Scandale financier au Brésil : un sénateur proche de Lula perquisitionné
La police brésilienne a déclenché jeudi une vaste opération avec des perquisitions visant notamment le sénateur de gauche Jaques Wagner, proche allié du président Lula, pour son implication présumée dans un scandale financier qui secoue l'échiquier politique à l'approche de la présidentielle d'octobre.
La police fédérale (PF) a annoncé avoir mené 18 perquisitions dans trois Etats brésiliens dans le cadre de l'enquête sur la banque privée Banco Master, liquidée après avoir accumulé des milliards d'euros de dettes, et sur les liens suspects de son propriétaire, Daniel Vorcaro, avec des personnalités des hautes sphères du pouvoir.
Ce nouveau rebondissement dans une affaire qui fait grand bruit au Brésil depuis plusieurs mois intervient alors que Luiz Inacio Lula da Silva tentera de se faire réélire pour un quatrième mandat non consécutif en octobre.
Jacques Wagner, 75 ans, a réfuté les accusations à la chaîne Band News : "Je n'ai jamais reçu d'argent de qui que ce soit, encore moins de Master".
Les agents se sont rendus à plusieurs adresses liées à Jaques Wagner dans le cadre de perquisitions autorisées par la Cour suprême, selon une décision judiciaire consultée par l'AFP.
Le sénateur a indiqué que les agents étaient arrivés à son domicile dès l'aube et avaient "défoncé" sa porte.
- Corruption et blanchiment -
Ancien gouverneur de l'Etat de Bahia (nord-est) et ex-ministre de la Défense de la présidente de gauche Dilma Rousseff (2011-2016), cet influent parlementaire de 75 ans est le leader du bloc parlementaire du gouvernement Lula au Sénat.
Selon l'ordonnance de la Cour suprême, il est soupçonné d'avoir reçu des "avantages économiques indus" dépassant le million d'euros, notamment un appartement, des virements bancaires et l'utilisation de jets privés.
En échange, les enquêteurs estiment qu'il a agi pour défendre les intérêts de Banco Master, en faisant pression au Sénat pour l'examen d'un amendement constitutionnel – qui n'a pas abouti – visant à augmenter le plafond du fonds de garantie du système bancaire brésilien.

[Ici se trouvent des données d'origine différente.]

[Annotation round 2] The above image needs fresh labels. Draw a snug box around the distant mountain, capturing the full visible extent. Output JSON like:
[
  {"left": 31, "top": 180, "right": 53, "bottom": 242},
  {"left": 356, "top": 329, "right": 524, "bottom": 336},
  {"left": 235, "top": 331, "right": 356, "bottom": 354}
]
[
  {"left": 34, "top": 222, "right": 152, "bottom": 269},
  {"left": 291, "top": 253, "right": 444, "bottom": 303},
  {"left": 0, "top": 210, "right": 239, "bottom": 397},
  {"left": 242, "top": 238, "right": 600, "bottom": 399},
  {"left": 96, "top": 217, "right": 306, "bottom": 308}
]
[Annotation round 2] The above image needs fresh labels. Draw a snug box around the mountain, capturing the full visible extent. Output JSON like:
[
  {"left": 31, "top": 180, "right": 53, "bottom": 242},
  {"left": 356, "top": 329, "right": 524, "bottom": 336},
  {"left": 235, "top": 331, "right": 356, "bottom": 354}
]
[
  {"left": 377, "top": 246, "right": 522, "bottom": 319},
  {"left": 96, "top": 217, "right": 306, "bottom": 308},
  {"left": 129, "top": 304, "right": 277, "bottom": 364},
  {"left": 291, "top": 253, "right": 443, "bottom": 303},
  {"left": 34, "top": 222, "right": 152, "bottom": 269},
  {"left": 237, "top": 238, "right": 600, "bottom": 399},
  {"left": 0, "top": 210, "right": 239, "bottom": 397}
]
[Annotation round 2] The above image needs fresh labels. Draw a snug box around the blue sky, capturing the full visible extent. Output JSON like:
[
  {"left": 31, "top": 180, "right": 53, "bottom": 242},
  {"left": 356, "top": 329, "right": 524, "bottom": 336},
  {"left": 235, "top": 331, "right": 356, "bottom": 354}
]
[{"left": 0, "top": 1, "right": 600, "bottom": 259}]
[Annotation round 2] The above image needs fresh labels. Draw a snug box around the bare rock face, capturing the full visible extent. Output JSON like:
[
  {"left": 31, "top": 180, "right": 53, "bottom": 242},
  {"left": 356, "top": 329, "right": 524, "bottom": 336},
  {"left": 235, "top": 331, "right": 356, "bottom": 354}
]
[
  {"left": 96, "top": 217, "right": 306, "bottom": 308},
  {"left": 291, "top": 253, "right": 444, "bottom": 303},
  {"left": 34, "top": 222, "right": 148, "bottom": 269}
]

"Les faits qui font l'objet de l'enquête peuvent, en théorie, constituer des délits de corruption passive, corruption active et blanchiment", a précisé la police fédérale dans son communiqué.
Edinho Silva, président du Parti des Travailleurs (PT) de Lula et de Jaques Wagner, s'est dit "confiant" dans la capacité du sénateur à "éclaircir les faits et prouver son innocence".
Le scandale Banco Master a débuté en novembre quand elle a été liquidée pour s'être révélée insolvable, ayant accumulé plus de six milliards d'euros de dettes auprès de 800.000 investisseurs.
- Perquisitions visant gauche et droite -
L'enquête a ensuite porté sur des liens suspects avec les milieux politiques et judiciaires. Arrêté en mars, le N.1 de cette banque, Daniel Vorcaro, s'est vanté devant la police d'avoir des "amis" haut placés.
Le sénateur Flavio Bolsonaro, pressenti comme le principal adversaire de Lula à la présidentielle d'octobre, a lui aussi été éclaboussé par ce scandale.
Selon des enregistrements audio diffusés par la presse, le fils aîné de l'ancien président d'extrême droite Jair Bolsonaro a demandé à M. Vorcaro de l'argent pour financer un film biographique sur son père, produit aux Etats-Unis et interprété par l'acteur Jim Caviezel.
Depuis ces révélations, Flavio Bolsonaro a reculé dans les sondages et se retrouve désormais plusieurs points derrière Lula dans les intentions de vote pour le second tour.
Le mois dernier, le sénateur conservateur Ciro Nogueira, ancien ministre du gouvernement Bolsonaro (2019-2022), a également été ciblé par des perquisitions de la police fédérale, soupçonné d'avoir reçu de l'argent de Banco Master en échange de faveurs politiques.
Le président Lula, qui a reconnu avoir rencontré le banquier en 2024, s'est engagé à ce que l'enquête aille "jusqu'au bout".